8.1
Score

Final Verdict

The Murder Capital expanden su sonido más allá del post-punk en ‘Gigi’s Recovery’, un estupendo segundo trabajo que mete de lleno a la banda irlandesa entre lo mejor del rock actual.

Está claro que, si hablamos de rock, hay que fijarse en Irlanda. En los últimos años han sido muchas las bandas de allí que han ayudado a revitalizar el rock y a demostrar que, eso de que está muerto, es una estupidez. Grupos como Fontaines D.C. o Idles, que se han dejado llevar por el lado más post-punk del asunto, pero también otros que tiran hacia sonidos más experimentales, como los geniales Just Mustard. Además de esas artistas femeninas como Soak o CMAT, las cuales apuestan por una faceta más pop. Y ahora tenemos que añadir a The Murder Capital, una banda de Dublín que ya tuvo cierta repercusión en 2019, cuando entregaron su álbum de debut, y que ahora confirman su talento con su segundo álbum.

Gigi’s Recovery’ muestra un notable cambio de rumbo respecto a su álbum de debut. Para empezar, tenemos su sonido y su producción, la cual ha corrido a cargo de John Congleton, uno de esos productores con un currículo abrumador.
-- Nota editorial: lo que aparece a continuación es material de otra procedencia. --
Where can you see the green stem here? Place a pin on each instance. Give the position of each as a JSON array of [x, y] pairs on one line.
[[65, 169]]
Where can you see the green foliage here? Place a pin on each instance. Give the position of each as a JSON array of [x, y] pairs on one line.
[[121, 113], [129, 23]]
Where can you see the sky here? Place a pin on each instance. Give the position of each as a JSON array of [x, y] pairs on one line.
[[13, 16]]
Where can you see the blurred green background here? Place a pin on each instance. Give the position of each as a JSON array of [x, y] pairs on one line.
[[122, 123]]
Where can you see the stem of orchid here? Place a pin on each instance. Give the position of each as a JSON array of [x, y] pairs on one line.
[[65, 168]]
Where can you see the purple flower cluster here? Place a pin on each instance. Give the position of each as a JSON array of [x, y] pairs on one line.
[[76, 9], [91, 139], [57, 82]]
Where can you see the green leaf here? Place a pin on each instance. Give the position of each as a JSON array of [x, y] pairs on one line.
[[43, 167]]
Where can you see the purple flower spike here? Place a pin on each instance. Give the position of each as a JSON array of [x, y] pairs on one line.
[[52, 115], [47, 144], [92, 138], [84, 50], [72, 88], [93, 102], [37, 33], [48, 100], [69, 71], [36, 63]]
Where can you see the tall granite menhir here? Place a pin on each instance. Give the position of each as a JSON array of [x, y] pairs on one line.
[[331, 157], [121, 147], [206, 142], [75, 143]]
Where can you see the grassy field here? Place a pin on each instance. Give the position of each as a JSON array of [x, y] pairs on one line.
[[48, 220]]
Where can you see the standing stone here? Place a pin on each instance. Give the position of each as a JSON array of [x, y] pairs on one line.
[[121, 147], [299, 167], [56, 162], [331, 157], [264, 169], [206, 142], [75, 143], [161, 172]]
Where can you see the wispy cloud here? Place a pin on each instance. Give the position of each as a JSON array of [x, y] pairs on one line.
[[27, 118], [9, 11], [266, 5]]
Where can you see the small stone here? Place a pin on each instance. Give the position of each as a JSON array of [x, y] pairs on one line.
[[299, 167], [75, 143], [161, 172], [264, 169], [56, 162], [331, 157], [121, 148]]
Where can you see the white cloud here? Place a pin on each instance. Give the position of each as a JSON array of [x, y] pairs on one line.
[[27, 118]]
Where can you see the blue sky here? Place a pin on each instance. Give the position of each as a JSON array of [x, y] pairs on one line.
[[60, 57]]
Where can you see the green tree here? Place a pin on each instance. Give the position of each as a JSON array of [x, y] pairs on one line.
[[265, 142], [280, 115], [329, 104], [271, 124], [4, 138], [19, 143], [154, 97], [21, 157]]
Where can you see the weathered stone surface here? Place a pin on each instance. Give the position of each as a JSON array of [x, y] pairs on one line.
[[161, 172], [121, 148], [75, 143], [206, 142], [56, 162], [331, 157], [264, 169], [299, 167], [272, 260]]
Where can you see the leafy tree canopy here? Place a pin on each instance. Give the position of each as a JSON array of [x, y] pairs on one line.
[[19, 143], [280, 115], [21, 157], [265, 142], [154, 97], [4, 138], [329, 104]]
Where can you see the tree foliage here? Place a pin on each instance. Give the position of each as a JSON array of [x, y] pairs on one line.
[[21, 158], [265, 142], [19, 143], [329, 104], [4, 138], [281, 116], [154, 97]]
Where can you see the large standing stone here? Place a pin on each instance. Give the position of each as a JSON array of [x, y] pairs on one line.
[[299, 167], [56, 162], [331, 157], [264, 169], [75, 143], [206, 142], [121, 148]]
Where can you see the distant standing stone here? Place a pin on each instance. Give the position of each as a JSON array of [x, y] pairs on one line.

Aquí no solo suenan más limpios, también más expansivos, logrando así, que sus canciones se vayan hacia muchos caminos diferentes. Algo que no pasaba en su primer trabajo, que, principalmente, se centraba en un post-punk bastante abrasivo. Y luego tenemos la forma de facturar sus temas, que es bastante más compleja y menos evidente, lo que hace que su propuesta resulte todavía más interesante.

Una de las grandes cualidades de este álbum es lo bien que manejan su intensidad. Parte de los temas de The Murder Capital se van resolviendo a medida que van pasando los minutos, y pasan de una relativa calma inicial, a una explosión final de lo más emocionante. Es el caso de “Crying”, que prácticamente abre el álbum siguiendo fielmente este guion. O de esa brutalidad llamada “Ethel”, que cuenta con una parte final de lo más intensa. Además de “Gigi’s Recovery”, donde llevan su post-punk mucho más allá dándole protagonismo a un piano. Además de a una batería que no puede sonar más gloriosa. O sí, porque, cuando aparece en “The Stars Will Leave Their Stage”, otro de los grandes cortes del álbum, te deja del revés.  

No sabemos cómo sería la primera maqueta del álbum, la cual fue rechazada por ser “demasiado triste”, pero sí nos alegramos de que hayan decidido abrazar un camino un tanto más pop. Ahí tenemos “Return My Head”, un corte de lo más potente, que no llega a los tres minutos, y que sale completamente de la forma más relajada con la que atacan sus otras canciones. De hecho, se podría decir que es casi punk. O esa “A Thousand Lives” en la que dejan que la batería se vaya hacia mundos dance entre unas guitarras con un ligero toque ensoñador. Incluso son capaces de entregar un corte un tanto ochentero como es “We Had To Disappear”, el cual, si no fuera por su potente parte final, podría pertenecer a Tears For Fears. Además de la estupenda “Only Good Things”, donde se van hacia un sonido de lo más optimista.